See On-screen settings.

Linked settings

See Linked settings.

Benchmark performance

Clicking the Benchmark performance buttons starts a performance benchmark run for the chart, which measures the time taken for the server to calculate and return the required data for the chart. Benchmarking is useful when for example creating custom expressions and finding the most optimal way of writing them. The benchmark runs the calculation multiple times to reduce effect of random variation in the measurement.

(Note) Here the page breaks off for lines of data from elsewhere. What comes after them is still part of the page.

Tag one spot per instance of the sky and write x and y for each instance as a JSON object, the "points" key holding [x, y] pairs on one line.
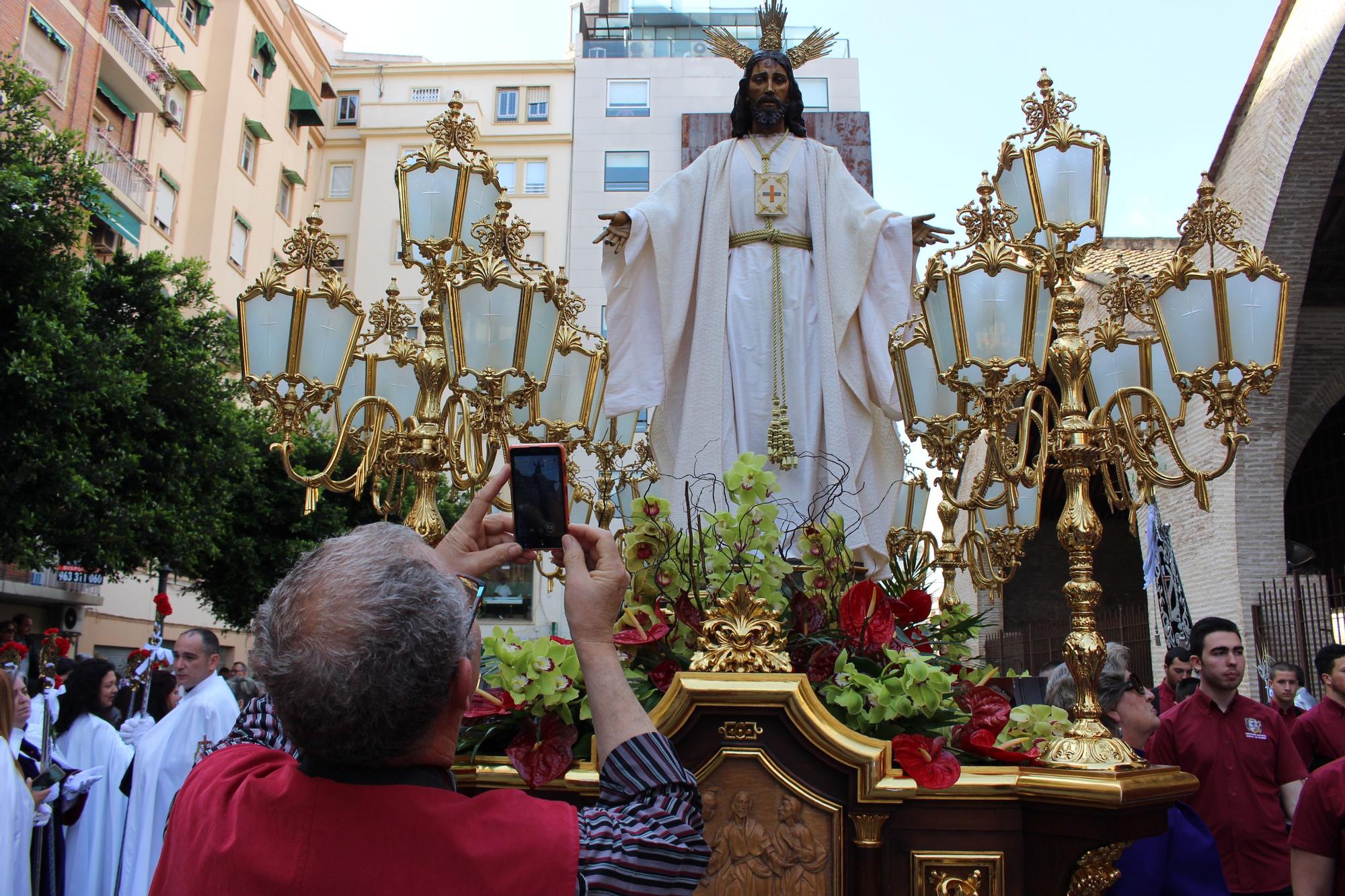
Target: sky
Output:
{"points": [[944, 81]]}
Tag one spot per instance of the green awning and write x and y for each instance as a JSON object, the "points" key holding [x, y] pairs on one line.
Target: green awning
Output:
{"points": [[189, 80], [115, 100], [46, 28], [306, 111], [158, 17], [266, 50], [118, 217]]}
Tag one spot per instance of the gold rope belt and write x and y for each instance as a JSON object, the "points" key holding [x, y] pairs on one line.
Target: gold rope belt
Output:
{"points": [[773, 236]]}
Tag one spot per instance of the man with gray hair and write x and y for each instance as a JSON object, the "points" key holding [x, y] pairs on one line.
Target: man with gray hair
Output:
{"points": [[341, 776]]}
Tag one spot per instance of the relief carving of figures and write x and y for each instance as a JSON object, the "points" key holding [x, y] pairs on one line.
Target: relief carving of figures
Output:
{"points": [[800, 856]]}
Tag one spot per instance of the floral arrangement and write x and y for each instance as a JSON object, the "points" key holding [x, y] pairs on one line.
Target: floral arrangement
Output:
{"points": [[879, 655]]}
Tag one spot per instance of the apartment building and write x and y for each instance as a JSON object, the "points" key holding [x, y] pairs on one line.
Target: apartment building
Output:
{"points": [[206, 116]]}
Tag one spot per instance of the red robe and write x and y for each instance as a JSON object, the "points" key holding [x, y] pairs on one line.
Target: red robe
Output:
{"points": [[251, 821]]}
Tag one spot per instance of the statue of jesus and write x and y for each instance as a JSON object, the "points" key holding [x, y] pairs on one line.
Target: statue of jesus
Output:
{"points": [[751, 298]]}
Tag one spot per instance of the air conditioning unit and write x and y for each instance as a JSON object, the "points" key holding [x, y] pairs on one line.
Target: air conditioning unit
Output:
{"points": [[173, 111], [72, 619]]}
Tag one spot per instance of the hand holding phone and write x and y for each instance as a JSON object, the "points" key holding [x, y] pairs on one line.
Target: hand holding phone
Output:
{"points": [[539, 493]]}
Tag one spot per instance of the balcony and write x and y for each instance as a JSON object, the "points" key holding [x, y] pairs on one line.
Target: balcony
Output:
{"points": [[132, 68], [128, 175]]}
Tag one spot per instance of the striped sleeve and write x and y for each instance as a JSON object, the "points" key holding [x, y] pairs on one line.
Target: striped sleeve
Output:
{"points": [[645, 834], [260, 725]]}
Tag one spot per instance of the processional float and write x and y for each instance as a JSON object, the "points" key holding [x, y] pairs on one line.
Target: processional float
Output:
{"points": [[504, 358]]}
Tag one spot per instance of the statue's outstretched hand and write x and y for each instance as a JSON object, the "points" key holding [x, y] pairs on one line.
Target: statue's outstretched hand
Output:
{"points": [[925, 233], [617, 232]]}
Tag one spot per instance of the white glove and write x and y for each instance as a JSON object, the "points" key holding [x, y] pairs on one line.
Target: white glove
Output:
{"points": [[135, 728], [81, 782], [42, 815]]}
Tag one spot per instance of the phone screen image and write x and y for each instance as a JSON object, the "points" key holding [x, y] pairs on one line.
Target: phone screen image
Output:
{"points": [[537, 486]]}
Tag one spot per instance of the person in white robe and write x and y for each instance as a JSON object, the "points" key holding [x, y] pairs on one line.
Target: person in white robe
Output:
{"points": [[167, 751], [18, 810], [692, 329], [87, 740]]}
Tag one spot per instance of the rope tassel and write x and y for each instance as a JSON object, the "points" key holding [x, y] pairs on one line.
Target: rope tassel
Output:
{"points": [[779, 440]]}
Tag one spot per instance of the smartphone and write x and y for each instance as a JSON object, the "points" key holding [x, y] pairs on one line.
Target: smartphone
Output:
{"points": [[54, 775], [539, 491]]}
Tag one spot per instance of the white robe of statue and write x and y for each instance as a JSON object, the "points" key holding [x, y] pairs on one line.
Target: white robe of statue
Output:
{"points": [[163, 759], [17, 815], [93, 842], [691, 330]]}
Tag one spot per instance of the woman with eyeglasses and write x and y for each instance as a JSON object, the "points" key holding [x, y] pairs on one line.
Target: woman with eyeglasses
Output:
{"points": [[1183, 861]]}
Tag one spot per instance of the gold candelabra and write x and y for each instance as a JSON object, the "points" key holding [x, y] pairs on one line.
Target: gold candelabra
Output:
{"points": [[504, 357], [989, 309]]}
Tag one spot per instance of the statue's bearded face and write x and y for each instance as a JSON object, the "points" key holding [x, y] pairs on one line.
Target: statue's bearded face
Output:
{"points": [[769, 91]]}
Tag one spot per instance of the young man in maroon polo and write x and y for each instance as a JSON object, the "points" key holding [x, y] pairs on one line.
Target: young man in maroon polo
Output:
{"points": [[1176, 669], [1250, 772], [1320, 732], [1319, 834], [1284, 689]]}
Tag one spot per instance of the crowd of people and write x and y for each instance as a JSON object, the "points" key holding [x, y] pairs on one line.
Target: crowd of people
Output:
{"points": [[369, 650]]}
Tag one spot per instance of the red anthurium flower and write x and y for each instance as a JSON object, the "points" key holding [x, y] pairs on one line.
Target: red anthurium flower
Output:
{"points": [[989, 710], [914, 607], [646, 631], [490, 702], [822, 663], [664, 673], [543, 755], [867, 615], [926, 760], [984, 744]]}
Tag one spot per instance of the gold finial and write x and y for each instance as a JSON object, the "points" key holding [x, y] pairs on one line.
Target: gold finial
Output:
{"points": [[771, 19]]}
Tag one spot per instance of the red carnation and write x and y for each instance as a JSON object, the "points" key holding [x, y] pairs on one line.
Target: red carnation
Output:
{"points": [[867, 615], [543, 755], [662, 674], [926, 760], [914, 607]]}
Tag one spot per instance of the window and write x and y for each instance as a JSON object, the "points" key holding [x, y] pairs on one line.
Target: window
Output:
{"points": [[539, 103], [341, 182], [348, 110], [626, 171], [190, 15], [166, 204], [535, 247], [814, 93], [263, 64], [506, 104], [535, 177], [48, 54], [342, 253], [509, 594], [248, 158], [239, 236], [627, 99], [286, 197]]}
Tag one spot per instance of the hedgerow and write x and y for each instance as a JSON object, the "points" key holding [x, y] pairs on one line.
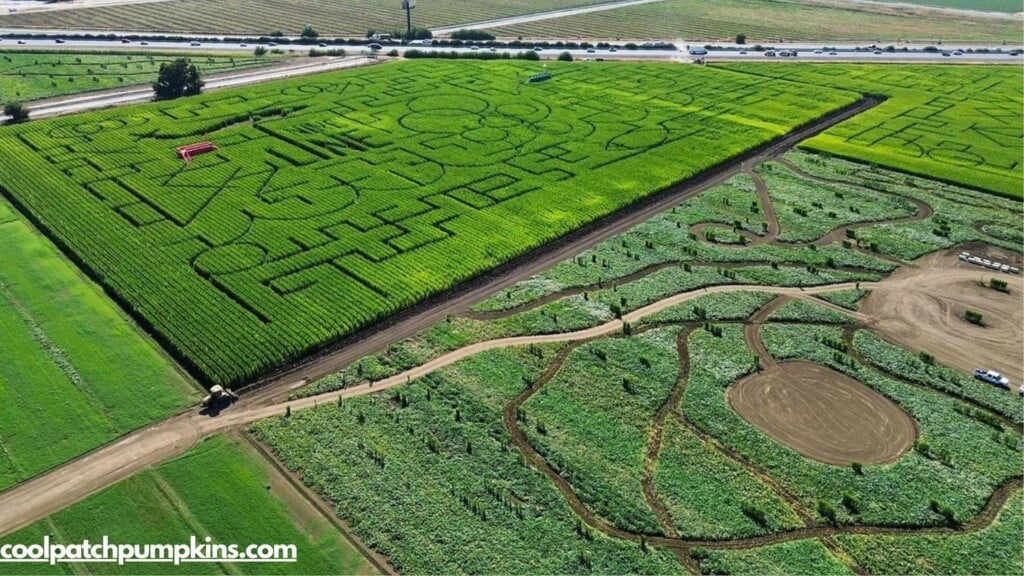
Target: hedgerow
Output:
{"points": [[808, 312], [952, 123], [591, 421], [330, 203]]}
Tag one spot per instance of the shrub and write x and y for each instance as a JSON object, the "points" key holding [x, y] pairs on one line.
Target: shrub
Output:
{"points": [[974, 317], [478, 35]]}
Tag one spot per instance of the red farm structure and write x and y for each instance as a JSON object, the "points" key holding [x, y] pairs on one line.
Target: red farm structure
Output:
{"points": [[186, 152]]}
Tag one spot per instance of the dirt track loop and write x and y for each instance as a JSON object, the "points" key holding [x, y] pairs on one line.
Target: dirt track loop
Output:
{"points": [[824, 415], [60, 487]]}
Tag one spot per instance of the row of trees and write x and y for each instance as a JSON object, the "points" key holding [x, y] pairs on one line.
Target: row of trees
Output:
{"points": [[178, 78]]}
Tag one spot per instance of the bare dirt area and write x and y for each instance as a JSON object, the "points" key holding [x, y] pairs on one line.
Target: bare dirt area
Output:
{"points": [[824, 415], [922, 309]]}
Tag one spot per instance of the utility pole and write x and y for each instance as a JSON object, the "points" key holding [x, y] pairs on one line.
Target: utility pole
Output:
{"points": [[408, 5]]}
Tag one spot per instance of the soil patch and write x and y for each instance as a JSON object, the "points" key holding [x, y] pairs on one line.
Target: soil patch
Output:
{"points": [[824, 415]]}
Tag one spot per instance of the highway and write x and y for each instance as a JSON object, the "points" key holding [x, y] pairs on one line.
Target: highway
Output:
{"points": [[141, 93], [717, 53]]}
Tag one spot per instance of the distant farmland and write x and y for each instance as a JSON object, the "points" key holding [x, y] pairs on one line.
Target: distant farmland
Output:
{"points": [[768, 22], [29, 76], [337, 200], [351, 17]]}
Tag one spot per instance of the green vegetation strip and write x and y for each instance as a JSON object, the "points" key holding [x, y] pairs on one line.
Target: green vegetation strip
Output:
{"points": [[221, 489], [74, 367], [770, 22], [30, 76], [330, 204]]}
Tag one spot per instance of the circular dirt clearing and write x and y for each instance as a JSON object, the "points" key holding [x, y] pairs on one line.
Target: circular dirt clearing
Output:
{"points": [[823, 415]]}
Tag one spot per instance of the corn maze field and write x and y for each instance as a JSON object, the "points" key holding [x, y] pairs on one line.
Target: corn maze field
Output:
{"points": [[962, 126], [331, 203]]}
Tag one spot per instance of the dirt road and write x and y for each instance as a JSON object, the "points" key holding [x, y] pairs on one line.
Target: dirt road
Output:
{"points": [[121, 96], [51, 491], [523, 18], [922, 309]]}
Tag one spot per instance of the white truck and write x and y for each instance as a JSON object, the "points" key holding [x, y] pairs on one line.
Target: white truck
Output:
{"points": [[218, 395], [992, 377]]}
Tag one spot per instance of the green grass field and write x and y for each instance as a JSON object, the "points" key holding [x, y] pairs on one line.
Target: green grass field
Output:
{"points": [[30, 76], [264, 16], [1010, 6], [73, 368], [954, 123], [222, 489], [766, 22], [331, 204]]}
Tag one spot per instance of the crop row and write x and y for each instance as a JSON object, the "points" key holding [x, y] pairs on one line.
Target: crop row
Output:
{"points": [[318, 214], [951, 123]]}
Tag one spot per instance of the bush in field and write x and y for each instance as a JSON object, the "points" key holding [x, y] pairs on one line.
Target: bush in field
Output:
{"points": [[974, 317], [16, 111], [178, 78], [476, 35]]}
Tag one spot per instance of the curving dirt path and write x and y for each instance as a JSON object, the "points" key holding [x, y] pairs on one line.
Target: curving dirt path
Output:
{"points": [[640, 274], [51, 491], [510, 418], [657, 435], [922, 309]]}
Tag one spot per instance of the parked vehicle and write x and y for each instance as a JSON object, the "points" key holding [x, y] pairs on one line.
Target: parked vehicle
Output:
{"points": [[992, 377]]}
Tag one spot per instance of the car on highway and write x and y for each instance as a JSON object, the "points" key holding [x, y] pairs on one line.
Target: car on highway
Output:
{"points": [[992, 377]]}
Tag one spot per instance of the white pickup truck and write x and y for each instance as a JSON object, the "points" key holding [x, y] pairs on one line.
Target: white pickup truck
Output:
{"points": [[991, 377]]}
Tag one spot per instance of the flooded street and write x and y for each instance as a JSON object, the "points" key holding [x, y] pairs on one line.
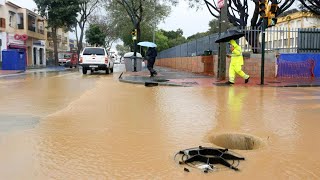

When the benchmark run is completed, the following information is shown:

  • Benchmark result (shown as bolded) (calculated as a median time of the individual measurements)
  • Variation in the benchmark measurement (calculated as a standard deviation of the individual measurements divided by the benchmark result)
  • Difference to the previous benchmark result
  • List of all individual measurements (abandoned are greyed out)

The highest individual measurements (approximately 40%) are abandoned from the calculation and shown as greyed out, because the highest measurements are usually result of the random variation.

The history of benchmark runs done for the chart are preserved until the dashboard is closed.